For a decade and a half there were no court opinions upholding challenges to domestic asset protection trusts (“DAPT’s”). Indeed, there were no decisions at all. This lack of jurisprudence gave asset protection planners renewed confidence to consider using DAPT’s when clients sought protection against future creditor claims.
In 2013, the Huber case was decided, and very recently the opinion in the Dahl appeal was issued. Although both cases involved DAPT’s their facts are very different and the class of creditor attacking the trusts were also different. In Huber, we have a bankruptcy trustee suing on behalf of typical third-party creditors, while in Dahl we have a spouse challenging the trust in connection with a divorce proceeding. Though quite different, both decisions include a finding that the choice of law provision in the respective trust documents (Alaska and Nevada) is not controlling and instead the courts applied the law of the forum state. Although the courts arrived at their decisions using different approaches, the common thread was that the law established in the trust document was in conflict with a substantial public policy of the forum state.
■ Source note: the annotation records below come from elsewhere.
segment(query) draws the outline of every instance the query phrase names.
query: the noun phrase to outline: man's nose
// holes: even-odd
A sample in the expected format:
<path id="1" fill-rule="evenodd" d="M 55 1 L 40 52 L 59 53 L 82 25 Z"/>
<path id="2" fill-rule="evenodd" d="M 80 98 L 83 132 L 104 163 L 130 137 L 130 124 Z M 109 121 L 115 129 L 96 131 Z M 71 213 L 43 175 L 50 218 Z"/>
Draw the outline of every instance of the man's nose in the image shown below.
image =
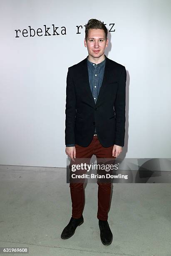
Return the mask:
<path id="1" fill-rule="evenodd" d="M 96 48 L 97 48 L 99 47 L 99 41 L 95 41 L 94 42 L 94 47 L 95 47 Z"/>

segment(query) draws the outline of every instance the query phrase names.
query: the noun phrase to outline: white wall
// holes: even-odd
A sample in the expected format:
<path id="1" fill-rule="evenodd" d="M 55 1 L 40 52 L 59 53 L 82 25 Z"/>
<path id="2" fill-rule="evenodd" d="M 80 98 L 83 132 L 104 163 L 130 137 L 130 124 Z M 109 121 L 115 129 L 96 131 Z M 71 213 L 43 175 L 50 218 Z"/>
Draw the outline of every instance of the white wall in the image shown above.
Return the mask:
<path id="1" fill-rule="evenodd" d="M 127 70 L 123 154 L 170 158 L 171 7 L 166 0 L 0 1 L 0 164 L 66 167 L 66 76 L 88 55 L 76 26 L 92 18 L 108 29 L 115 23 L 105 53 Z M 53 24 L 67 35 L 15 37 L 29 26 L 52 33 Z"/>

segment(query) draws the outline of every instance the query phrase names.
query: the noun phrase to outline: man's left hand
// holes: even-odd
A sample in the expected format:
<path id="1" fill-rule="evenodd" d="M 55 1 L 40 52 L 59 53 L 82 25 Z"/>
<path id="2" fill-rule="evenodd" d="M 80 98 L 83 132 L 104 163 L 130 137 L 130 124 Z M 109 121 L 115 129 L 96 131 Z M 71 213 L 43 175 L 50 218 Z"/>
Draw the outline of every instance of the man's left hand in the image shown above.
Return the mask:
<path id="1" fill-rule="evenodd" d="M 117 157 L 119 154 L 122 152 L 122 147 L 114 145 L 113 148 L 112 156 Z"/>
The impact of these decisions was catastrophic to the settlors whose common goal was to keep the assets of their DAPT’s outside the reach of their creditors (whether they be bank lenders enforcing guaranties or divorcing spouses seeking to augment the marital estate).
In response to Huber (note that Dahl did not involve a challenge to a self-settled trust), it now behooves asset protection planners to anticipate a challenge to self-settled spendthrift trusts when the settlor is a resident of a non-DAPT state. It is in this connection that it is worthwhile to revisit Steve Oshins’ strategy of creating what he calls a Hybrid Domestic Asset Protection Trust (“Hybrid Trust”).
The Hybrid Trust is drafted as your typical DAPT except that the settlor is not named as a beneficiary. In this way the trust is a typical irrevocable spendthrift trust for a spouse and descendants. It can be established to avoid inclusion in the estate of the settlor by insuring the contribution is a completed gift for gift tax purposes or planning for inclusion in the settlor’s estate by making the contributions incomplete for gift tax purposes. In either situation, assuming there are no fraudulent transfer claims, the trust should be bulletproof in terms of the settlor’s creditors accessing the trust as this would be a classic third party spendthrift trust.
Following the establishment of the trust, if an unsuspected creditor problem arises with respect to the settlor, by making distributions to settlor’s spouse, the settlor can indirectly benefit (home payments and other living expenses can be paid by the spouse for the couple’s benefit). Obviously having a strong and trusting marriage will be critical for this type of planning. Moreover, the spouse should be defined as the person married to the settlor from time to time.
The flexibility of the Hybrid Trust comes about by allowing the trust protector or distribution advisor to add or eliminate beneficiaries. Accordingly, the settlor may be added as a beneficiary if, for example, at some point settlor has no spouse or trustworthy child. At that time, the Hybrid Trust becomes a typical DAPT with all of the inherent risks. Of course, the trust protector can remove the settlor as a beneficiary at any time where it is anticipated that a creditor may attack. The removal should occur as early as possible to avoid the inevitable creditor claim that the trust should be categorized as a typical DAPT rather than a third-party creditor trust.